Lucy Craft Laney: Empowering The Community; One Student At A Time

Born in Georgia on April 13, 1854. Lucy Craft Laney was the daughter of free parents. Her father, David Laney was a Presbyterian minister and skilled carpenter. Twenty years before Lucy was born, he purchased the freedom for himself, and his future wife Louisa (Lucy’s mother). Lucy Laney was a gifted child, learning to read and write by the age of four. By the time she was 12 years old, she was capable of translating difficult passages in Latin.

In 1869, at the age of 15, she already graduated High School and was set to attend Atlanta University. She became a member of the first graduating class in the school’s history. After graduating from the school’s teachers training program, she became a teacher for ten years in different parts of Georgia.

In 1883, she opened her own school in the basement of Christ Presbyterian Church in Augusta, Georgia. Her school was initially for girls only, that all changed when several boys showed up for school and she decided to take them on as pupils also. By the end of the 2nd school year, she had over 200 melanated students. Three years after establishing the school the state licensed it as Haines Normal and Industrial Institute.

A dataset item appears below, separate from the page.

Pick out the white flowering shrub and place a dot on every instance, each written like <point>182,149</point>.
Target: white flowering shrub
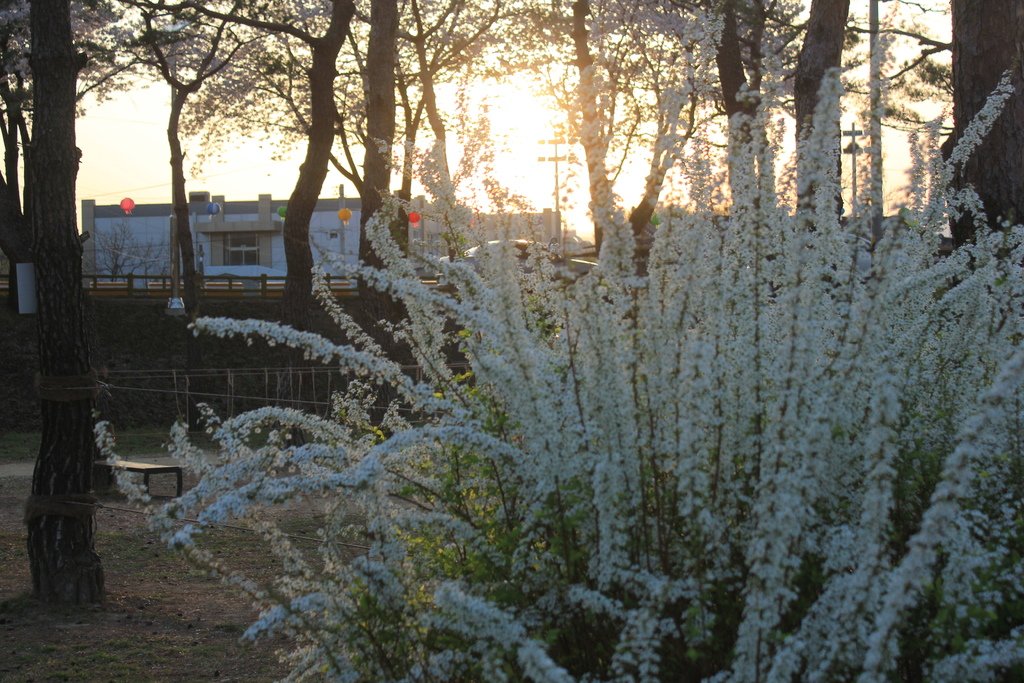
<point>763,461</point>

The School was named after E.H Haines, a lifelong benefactor of the school and he donated $10,000 to establish the institute. In the 1890s Lucy’s school was the first to offer kindergarten classes for African American students. By 1912, her school employed thirty-four teachers, and had over nine hundred students enrolled. In 1918, she helped establish the Augusta branch of the National Association for the Advancement of Colored People (NAACP). Lucy would also help out with other organizations like The National Association of Colored Women and The Niagara Movement. Her commitment to the empowerment and improvement of our community should serve as an inspiration for all of us.